« J’ai dit : Vous êtes des dieux » (PVerkys)

Évangile de Jésus Christ selon saint Jean 10, 31-42

En ce temps-là, de nouveau, des Juifs prirent des pierres pour lapider Jésus. Celui-ci reprit la parole : « J’ai multiplié sous vos yeux les œuvres bonnes qui viennent du Père. Pour laquelle de ces œuvres voulez-vous me lapider ? » Ils lui répondirent : « Ce n’est pas pour une œuvre bonne que nous voulons te lapider, mais c’est pour un blasphème : tu n’es qu’un homme, et tu te fais Dieu. » Jésus leur répliqua : « N’est-il pas écrit dans votre Loi : J’ai dit : Vous êtes des dieux ? Elle les appelle donc des dieux, ceux à qui la parole de Dieu s’adressait, et l’Écriture ne peut pas être abolie. Or, celui que le Père a consacré et envoyé dans le monde, vous lui dites : “Tu blasphèmes”, parce que j’ai dit : “Je suis le Fils de Dieu.” Si je ne fais pas les œuvres de mon Père, continuez à ne pas me croire. Mais si je les fais, même si vous ne me croyez pas, croyez les œuvres. Ainsi vous reconnaîtrez, et de plus en plus, que le Père est en moi, et moi dans le Père. » Eux cherchaient de nouveau à l’arrêter, mais il échappa à leurs mains.

Il repartit de l’autre côté du Jourdain, à l’endroit où, au début, Jean baptisait ; et il y demeura. Beaucoup vinrent à lui en déclarant : « Jean n’a pas accompli de signe ; mais tout ce que Jean a dit de celui-ci était vrai. » Et là, beaucoup crurent en lui.

— Acclamons la Parole de Dieu.

J’ai dit : Vous êtes des dieux

Dans sa réponse à ceux qui veulent le lapider, Jésus fait passer un enseignement très profond sur sa personne et sa mission.
« Toi qui n’es qu’un homme, tu te fais Dieu » : tel est le reproche que l’on fait à Jésus, un reproche de blasphème.
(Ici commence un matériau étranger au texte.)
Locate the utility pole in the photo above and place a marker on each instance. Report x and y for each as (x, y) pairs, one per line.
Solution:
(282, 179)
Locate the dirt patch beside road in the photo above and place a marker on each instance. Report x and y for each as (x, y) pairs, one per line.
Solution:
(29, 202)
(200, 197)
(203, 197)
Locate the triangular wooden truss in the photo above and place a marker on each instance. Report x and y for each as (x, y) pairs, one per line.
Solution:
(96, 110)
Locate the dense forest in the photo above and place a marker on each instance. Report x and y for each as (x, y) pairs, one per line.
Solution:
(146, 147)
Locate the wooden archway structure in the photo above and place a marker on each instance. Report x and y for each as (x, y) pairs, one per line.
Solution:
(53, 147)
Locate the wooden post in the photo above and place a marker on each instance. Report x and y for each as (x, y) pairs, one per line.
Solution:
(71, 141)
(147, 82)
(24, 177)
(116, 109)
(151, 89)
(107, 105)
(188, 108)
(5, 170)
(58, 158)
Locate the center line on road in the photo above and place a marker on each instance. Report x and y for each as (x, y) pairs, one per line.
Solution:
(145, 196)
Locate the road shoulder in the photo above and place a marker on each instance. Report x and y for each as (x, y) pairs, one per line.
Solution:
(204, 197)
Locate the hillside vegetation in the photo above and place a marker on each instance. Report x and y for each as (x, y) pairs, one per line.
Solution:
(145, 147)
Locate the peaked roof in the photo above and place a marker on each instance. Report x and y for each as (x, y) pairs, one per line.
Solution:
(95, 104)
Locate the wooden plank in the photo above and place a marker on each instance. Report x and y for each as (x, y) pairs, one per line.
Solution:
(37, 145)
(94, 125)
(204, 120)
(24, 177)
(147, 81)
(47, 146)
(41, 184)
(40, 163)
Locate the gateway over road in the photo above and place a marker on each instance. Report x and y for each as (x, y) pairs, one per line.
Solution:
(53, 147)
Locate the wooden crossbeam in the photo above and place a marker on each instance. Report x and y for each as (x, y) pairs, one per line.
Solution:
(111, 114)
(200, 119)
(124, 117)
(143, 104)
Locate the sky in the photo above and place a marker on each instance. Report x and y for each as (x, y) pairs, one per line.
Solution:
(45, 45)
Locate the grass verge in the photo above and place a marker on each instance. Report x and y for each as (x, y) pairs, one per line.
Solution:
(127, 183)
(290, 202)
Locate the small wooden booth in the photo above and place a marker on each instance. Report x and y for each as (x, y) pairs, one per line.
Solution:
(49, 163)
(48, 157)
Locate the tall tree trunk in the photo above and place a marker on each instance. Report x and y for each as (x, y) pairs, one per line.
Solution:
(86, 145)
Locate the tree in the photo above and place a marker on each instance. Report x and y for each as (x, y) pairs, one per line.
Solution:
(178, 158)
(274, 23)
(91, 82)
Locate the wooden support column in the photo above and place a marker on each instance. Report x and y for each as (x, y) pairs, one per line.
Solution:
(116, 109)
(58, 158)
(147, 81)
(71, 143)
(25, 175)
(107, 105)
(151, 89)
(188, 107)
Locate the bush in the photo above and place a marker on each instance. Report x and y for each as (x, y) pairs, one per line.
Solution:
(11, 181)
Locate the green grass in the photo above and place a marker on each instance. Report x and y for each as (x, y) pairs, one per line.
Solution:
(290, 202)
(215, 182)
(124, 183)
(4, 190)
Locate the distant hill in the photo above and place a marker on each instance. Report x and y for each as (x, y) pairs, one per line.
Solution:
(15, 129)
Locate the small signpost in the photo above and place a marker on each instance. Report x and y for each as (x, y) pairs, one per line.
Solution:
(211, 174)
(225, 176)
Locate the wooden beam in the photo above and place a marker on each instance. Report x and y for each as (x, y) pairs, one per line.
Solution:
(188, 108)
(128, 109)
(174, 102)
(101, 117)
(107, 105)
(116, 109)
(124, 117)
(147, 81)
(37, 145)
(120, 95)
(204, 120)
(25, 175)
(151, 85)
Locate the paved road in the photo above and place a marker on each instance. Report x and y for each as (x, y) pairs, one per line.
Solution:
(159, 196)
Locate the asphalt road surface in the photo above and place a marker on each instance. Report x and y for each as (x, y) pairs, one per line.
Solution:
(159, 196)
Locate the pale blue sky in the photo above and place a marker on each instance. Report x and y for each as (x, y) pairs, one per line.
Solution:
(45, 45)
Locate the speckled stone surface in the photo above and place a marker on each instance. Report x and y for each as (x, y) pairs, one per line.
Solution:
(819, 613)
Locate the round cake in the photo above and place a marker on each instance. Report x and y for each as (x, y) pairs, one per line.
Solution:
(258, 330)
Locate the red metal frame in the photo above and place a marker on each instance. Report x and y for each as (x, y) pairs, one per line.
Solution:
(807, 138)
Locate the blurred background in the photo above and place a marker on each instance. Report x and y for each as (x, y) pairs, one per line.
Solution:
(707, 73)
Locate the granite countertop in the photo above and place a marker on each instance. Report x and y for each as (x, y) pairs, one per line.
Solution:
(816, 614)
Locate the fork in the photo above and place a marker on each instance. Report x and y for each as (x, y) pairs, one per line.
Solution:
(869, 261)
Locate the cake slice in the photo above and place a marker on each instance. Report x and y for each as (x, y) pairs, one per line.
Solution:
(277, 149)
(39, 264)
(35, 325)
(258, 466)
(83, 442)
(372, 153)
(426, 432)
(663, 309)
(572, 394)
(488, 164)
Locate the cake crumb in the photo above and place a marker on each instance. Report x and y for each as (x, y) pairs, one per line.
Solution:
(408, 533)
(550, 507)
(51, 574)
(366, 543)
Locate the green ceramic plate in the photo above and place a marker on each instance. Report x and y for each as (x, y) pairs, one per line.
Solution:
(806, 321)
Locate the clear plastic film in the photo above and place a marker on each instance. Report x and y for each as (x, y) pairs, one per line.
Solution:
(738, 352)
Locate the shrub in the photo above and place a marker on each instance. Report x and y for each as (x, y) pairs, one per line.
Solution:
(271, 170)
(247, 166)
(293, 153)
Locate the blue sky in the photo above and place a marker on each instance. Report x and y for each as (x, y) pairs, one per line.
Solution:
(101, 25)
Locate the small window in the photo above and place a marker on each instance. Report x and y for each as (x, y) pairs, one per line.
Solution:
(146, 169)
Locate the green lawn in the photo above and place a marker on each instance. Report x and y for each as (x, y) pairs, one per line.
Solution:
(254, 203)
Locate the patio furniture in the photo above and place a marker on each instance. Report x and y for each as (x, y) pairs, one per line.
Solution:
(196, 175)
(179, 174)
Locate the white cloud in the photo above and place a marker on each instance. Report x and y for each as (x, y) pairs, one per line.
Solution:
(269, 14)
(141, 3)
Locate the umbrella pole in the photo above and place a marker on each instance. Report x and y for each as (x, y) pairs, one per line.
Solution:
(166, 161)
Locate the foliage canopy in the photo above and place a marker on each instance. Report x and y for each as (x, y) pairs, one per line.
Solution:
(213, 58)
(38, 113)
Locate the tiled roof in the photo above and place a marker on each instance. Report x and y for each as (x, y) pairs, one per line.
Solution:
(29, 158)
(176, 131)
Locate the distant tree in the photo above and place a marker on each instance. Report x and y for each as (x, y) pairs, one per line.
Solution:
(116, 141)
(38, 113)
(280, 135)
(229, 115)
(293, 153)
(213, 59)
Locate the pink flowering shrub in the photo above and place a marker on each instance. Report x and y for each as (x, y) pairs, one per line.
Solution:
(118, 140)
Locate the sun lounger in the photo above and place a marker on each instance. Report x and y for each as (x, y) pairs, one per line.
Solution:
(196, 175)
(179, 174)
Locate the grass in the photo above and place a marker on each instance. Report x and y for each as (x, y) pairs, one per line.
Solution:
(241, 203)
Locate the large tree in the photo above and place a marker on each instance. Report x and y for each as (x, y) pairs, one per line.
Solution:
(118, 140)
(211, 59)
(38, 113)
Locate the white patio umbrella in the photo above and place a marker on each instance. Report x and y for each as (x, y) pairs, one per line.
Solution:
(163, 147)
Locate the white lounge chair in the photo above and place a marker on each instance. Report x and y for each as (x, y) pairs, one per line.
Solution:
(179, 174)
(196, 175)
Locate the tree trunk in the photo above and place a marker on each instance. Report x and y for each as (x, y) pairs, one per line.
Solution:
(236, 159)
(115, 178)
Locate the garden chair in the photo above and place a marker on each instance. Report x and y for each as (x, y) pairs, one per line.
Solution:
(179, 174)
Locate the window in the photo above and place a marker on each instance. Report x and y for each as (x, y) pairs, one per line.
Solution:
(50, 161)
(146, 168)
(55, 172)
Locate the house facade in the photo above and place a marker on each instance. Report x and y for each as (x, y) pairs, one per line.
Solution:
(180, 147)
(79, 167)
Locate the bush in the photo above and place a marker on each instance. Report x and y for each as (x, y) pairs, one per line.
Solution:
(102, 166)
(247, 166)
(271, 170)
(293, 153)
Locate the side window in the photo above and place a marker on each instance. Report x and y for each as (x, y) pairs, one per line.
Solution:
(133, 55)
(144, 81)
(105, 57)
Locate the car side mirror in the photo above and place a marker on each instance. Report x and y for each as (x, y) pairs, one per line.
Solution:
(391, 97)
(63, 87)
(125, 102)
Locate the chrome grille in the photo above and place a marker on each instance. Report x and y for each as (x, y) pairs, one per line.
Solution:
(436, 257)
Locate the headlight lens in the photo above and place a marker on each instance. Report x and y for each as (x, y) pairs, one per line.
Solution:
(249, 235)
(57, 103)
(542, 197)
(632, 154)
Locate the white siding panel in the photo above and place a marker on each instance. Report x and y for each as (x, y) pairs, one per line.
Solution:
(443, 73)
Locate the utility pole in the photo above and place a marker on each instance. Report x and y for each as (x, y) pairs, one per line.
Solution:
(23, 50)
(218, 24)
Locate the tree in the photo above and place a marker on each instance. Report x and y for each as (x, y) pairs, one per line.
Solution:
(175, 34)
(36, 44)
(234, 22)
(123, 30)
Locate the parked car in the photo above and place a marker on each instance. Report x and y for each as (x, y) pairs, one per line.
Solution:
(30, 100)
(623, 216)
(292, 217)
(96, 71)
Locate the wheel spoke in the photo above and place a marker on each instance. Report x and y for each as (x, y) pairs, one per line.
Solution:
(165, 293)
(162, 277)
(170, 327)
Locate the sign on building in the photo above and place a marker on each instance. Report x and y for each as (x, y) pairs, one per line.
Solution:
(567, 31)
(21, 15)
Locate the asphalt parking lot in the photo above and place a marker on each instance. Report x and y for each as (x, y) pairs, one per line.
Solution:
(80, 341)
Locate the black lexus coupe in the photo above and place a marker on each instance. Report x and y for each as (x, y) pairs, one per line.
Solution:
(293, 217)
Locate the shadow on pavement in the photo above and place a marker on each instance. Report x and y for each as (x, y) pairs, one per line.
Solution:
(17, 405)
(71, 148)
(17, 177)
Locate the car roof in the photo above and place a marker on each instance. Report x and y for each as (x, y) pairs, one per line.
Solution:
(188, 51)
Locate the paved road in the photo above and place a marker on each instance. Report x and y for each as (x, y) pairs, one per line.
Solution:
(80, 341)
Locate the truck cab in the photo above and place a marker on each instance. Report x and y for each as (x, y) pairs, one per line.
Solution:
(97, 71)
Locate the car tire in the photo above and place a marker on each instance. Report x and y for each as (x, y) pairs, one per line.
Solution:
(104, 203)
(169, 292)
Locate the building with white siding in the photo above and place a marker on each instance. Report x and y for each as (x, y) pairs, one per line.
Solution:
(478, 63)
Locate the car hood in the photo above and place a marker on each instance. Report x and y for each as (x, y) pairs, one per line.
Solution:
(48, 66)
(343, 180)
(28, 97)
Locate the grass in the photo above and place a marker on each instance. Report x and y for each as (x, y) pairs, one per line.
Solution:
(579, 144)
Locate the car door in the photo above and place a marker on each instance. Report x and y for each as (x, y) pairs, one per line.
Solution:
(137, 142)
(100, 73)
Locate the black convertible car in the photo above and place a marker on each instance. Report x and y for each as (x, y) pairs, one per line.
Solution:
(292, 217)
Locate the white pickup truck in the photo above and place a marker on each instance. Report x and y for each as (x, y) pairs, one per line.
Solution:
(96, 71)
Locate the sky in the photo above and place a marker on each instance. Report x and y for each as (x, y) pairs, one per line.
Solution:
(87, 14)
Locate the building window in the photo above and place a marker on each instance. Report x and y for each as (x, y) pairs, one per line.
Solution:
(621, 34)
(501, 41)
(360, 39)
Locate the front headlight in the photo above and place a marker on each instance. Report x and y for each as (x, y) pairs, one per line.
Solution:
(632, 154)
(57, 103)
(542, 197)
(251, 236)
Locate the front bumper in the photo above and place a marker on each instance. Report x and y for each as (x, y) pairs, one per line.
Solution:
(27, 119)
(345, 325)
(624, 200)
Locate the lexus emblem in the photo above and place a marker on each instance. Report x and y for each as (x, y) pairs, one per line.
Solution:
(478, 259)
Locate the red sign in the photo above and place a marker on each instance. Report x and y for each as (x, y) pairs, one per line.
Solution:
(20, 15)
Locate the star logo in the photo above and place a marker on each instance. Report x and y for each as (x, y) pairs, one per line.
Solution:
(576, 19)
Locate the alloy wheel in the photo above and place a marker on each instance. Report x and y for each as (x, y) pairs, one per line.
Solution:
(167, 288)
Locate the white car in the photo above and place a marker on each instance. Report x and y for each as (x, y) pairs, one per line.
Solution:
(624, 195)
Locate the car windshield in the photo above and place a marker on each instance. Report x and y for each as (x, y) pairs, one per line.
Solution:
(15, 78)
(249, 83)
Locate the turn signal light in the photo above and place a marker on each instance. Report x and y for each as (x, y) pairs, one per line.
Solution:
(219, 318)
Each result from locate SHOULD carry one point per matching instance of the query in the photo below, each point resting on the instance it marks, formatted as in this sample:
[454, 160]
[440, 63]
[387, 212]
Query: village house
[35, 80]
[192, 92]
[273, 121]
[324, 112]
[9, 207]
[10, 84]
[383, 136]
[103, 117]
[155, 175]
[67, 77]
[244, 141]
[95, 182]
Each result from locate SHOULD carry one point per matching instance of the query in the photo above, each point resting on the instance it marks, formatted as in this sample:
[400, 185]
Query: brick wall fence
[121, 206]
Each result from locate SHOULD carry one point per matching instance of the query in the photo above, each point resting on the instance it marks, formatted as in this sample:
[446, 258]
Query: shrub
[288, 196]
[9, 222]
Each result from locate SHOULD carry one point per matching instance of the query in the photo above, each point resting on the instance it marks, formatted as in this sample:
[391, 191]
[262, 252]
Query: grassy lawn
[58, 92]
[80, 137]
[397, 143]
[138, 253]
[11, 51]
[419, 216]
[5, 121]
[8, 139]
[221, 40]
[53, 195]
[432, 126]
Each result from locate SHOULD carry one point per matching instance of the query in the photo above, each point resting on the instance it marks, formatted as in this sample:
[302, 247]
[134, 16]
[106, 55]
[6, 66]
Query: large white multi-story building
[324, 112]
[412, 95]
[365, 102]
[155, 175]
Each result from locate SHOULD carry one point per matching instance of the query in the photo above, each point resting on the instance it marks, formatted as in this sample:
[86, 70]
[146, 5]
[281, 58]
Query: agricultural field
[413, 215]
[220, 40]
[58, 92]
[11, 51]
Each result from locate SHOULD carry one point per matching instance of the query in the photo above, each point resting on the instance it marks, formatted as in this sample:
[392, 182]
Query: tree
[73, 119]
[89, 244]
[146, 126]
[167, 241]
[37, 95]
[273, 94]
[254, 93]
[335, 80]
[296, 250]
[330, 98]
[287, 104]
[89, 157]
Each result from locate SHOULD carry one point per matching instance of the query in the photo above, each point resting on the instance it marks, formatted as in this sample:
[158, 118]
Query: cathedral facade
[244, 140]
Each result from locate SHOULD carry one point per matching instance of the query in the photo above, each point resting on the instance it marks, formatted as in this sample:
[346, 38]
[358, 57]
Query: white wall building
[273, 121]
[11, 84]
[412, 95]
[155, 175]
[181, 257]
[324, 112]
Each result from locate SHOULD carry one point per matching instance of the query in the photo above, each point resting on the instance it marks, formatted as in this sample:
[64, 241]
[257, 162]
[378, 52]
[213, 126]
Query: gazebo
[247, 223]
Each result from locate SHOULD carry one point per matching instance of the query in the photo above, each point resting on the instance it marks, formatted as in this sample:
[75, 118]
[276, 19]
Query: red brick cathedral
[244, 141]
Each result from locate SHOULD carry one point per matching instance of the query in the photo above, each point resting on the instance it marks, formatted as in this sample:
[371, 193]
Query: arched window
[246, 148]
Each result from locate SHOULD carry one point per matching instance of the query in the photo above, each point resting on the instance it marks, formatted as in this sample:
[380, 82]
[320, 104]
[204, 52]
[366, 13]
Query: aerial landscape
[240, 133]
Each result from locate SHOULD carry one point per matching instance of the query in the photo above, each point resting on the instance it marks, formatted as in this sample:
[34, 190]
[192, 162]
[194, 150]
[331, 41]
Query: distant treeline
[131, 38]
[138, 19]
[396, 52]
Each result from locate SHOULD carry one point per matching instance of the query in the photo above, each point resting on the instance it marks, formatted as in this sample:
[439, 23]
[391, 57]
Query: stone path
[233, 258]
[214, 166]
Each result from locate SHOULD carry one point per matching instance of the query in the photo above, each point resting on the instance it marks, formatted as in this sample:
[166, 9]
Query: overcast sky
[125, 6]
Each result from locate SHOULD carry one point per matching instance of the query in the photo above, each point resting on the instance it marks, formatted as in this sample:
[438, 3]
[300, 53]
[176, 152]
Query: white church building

Jésus répond en citant cette parole de Dieu dans l’Écriture : « J’ai dit : Vous êtes des dieux ! »
Dans le psaume cité (Ps 82, 6), Dieu s’adresse aux mauvais juges, pour leur rappeler qu’ils sont des êtres fragiles : « Moi, j’avais dit : Vous êtes des dieux, des fils du Très-Haut, vous tous. Mais non ! Comme tout homme vous mourrez ! ».
Pourquoi les juges sont-ils comparés à des fils du Très-Haut ? Parce que leur fonction, en fait, est une fonction divine (Ex 21, 6 ; 22, 9 ; Dt 1, 17 ; 19, 17) et que le jugement appartient à Dieu seul. On comprend dès lors la réponse et le raisonnement de Jésus : si déjà on appelle des juges « fils du Très-Haut » parce que leur sentence transmet en quelque sorte une parole de Dieu, à plus forte raison Jésus mérite-t-il le titre de Fils de Dieu, puisqu’il est lui-même toute la parole de Dieu !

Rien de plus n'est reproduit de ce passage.